The question we now have to ask ourselves is if the breaking point has truly been reached.  If we agree that death or severe injury is likely, then Troy Jackson will be bussed to a smaller more specialized unit in another jail down the road.  The bus-ride alone seems to offer the isolation-weary inmate enormous relief.  We call it “bus therapy.”   Once he’s a little better, though, he’ll be shipped right back here to complete his sentence.  Like the weary swimmer treading water but starting to go under, he’ll be pulled out to catch his breath, and then thrown back in.  I can’t help but feel that this has the earmarks of torture.  But I brush the word from my mind.  After all, I live in a civilized country that prohibits such things.  Besides, I’m still new to this post and there must be something about this punishment that I’m missing.  Although frankly, I’m hard pressed to figure out what it could be.
Dr. Diaz mops his forehead with a bandana.  “Medical can stitch him up,” he says, “but if we put him back in, he’ll just tear out the stitches — smash his skull right open – I’m sure of it.”
“If we let him out,” says Pete, “we’re going to get copycats, but if we don’t, this is only going to get worse.”
As acting chief, they look to me for a final answer.  I want to give this kid a break, and am just relieved that these two veterans of punitive segregation seem to want the same.  “I don’t think we can let this go any further,” I say.  “If somebody else tries the same thing, we’ll just have to deal with it.”
“Agreed,” says Dr.
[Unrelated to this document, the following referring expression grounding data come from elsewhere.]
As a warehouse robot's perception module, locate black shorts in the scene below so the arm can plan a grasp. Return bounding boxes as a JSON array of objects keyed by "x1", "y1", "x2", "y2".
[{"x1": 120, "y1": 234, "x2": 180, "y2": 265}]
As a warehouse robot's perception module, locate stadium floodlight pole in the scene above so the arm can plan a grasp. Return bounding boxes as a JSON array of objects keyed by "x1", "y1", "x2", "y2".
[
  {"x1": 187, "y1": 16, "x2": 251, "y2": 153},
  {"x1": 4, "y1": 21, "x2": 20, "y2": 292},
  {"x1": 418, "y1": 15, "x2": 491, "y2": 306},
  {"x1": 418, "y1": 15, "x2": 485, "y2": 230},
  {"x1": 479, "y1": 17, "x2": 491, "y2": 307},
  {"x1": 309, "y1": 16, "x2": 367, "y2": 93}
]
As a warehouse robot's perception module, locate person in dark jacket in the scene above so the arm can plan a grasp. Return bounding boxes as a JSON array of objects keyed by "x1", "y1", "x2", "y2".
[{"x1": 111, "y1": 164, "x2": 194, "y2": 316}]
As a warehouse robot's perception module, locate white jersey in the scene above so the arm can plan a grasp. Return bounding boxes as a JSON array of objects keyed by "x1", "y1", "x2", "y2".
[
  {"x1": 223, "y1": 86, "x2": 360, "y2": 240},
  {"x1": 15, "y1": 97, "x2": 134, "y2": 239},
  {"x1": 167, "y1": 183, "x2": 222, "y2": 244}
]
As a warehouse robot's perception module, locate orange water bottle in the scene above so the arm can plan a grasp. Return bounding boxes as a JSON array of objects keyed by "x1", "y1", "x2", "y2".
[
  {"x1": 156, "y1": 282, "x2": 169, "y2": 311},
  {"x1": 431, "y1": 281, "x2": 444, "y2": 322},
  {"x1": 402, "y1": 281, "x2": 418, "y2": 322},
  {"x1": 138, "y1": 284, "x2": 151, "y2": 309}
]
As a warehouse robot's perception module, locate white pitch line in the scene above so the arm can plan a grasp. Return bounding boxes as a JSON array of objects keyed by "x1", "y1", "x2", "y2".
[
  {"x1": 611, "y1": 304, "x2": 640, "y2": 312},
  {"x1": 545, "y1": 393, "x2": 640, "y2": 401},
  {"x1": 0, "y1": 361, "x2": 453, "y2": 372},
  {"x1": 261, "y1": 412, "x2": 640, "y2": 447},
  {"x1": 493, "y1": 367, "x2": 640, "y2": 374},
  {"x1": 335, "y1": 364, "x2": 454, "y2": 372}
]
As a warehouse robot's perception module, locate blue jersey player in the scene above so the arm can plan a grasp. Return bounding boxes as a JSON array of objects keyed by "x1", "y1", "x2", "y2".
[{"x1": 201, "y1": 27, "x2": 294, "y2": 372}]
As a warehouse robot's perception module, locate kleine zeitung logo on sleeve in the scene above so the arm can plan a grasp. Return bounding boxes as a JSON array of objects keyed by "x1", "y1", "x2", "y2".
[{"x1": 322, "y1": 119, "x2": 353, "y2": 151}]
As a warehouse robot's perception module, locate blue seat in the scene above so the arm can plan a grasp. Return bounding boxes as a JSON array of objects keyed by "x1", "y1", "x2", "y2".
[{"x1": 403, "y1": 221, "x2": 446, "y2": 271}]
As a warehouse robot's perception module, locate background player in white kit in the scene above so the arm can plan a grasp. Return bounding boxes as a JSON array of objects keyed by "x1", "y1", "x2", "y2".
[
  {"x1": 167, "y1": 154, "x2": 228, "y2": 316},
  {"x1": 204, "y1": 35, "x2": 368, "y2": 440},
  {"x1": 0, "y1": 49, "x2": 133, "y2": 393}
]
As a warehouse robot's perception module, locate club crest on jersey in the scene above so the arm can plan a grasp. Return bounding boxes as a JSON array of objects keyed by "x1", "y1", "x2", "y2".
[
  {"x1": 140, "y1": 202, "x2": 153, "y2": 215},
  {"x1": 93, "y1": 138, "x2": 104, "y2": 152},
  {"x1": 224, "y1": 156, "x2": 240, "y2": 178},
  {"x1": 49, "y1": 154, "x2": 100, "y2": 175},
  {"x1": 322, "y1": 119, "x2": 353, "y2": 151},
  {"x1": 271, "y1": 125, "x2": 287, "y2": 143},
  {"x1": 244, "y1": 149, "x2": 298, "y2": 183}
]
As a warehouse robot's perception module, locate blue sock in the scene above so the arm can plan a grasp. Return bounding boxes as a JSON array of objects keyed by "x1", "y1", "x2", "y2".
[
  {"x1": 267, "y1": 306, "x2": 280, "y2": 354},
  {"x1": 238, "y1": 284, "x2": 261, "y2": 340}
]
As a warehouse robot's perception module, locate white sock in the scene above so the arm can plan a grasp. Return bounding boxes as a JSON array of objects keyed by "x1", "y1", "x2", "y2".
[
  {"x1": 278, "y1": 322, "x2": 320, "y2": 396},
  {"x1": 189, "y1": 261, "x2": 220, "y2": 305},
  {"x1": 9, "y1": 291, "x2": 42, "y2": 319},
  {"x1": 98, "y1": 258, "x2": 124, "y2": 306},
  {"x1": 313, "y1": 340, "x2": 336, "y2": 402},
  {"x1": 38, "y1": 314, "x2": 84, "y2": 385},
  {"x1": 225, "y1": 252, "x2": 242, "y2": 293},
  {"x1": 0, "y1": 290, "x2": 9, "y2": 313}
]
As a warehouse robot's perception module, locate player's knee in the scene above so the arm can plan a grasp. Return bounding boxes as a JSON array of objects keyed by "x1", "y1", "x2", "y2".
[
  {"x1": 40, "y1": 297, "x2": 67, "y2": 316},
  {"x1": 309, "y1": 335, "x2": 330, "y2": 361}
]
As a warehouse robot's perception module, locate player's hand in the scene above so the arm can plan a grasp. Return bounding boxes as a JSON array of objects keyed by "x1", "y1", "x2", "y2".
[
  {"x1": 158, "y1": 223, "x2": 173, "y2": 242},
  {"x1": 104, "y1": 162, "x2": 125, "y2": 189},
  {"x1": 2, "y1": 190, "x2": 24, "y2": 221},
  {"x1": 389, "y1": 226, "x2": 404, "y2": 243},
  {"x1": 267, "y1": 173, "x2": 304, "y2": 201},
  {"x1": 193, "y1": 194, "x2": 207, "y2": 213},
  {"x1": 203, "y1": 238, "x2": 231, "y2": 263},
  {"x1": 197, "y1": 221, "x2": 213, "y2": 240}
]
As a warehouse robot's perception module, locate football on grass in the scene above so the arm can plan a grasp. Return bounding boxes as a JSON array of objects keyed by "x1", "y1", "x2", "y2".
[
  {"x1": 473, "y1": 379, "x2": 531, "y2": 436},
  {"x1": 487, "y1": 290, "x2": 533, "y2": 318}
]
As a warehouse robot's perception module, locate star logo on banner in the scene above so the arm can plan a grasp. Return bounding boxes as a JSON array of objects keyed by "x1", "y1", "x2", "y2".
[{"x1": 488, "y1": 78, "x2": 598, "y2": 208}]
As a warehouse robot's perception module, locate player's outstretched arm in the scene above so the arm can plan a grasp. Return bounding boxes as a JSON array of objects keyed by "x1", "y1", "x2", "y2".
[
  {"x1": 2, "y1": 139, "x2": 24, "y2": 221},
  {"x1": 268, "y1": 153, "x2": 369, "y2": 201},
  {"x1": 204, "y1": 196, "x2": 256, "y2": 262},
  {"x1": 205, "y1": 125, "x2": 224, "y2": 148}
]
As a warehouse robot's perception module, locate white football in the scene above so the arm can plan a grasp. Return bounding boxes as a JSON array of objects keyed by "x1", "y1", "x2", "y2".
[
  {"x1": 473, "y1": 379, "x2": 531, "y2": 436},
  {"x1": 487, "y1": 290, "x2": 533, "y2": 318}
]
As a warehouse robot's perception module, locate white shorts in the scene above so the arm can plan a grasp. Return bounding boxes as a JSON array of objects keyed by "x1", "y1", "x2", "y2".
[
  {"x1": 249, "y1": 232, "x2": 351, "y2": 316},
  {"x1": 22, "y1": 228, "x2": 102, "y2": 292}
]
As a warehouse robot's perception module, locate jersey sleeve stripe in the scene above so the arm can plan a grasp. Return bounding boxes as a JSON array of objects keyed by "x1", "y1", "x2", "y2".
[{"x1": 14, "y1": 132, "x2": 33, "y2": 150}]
Diaz.
“Listen,” Pete says.  “We better do something quick.”
A loud moan comes from Jackson’s cell, and we rush back in just as the young man’s head thuds against the concrete.  Blood is freely spilling now, the gash in his scalp revealing a patch of glinting whiteness.
“Please, Mr. Jackson,” I say.  “We’re trying to help you.  We’re going to get you out.   Just give us a chance here!  Troy, please!”
But Troy Jackson, beyond words, crumples to the floor.
“You’re coming out,” says Dr. Diaz, leaning over him.  “It’s over –it’s over now!”
“Cap–tain!” the guard shouts.  “We got one comin’ out.”
Dr. Diaz and Pete will resume their rounds, while I start back down to the clinic to begin the mountain of paperwork that this transfer requires.  On my way out, I move quickly past the cells, past the clamoring fists and pleading palms.  In a day or two, we’ll be standing at any one of these other doors, faced with another scene of human desperation.  Most won’t be as lucky as Jackson.  For most, we simply offer words of encouragement and walk away, deeming them not yet decompensated enough to warrant the bus trip out.  I try not to think about it.  One day at a time.
On the ground floor, the big barred gate is inching open to allow a new shift of guards to enter.  I hustle through, eager to get out.  Wending through cooler corridors, I walk alongside GP inmates who are headed to work details and the Law Library.  Passing by the jail’s main entryway booth, guards glance up and wave.  In some ways it’s almost pleasant.  I manage a weak smile and with a quivering hand, I wave back, all the while struggling to blot out the image of Troy Jackson’s skull.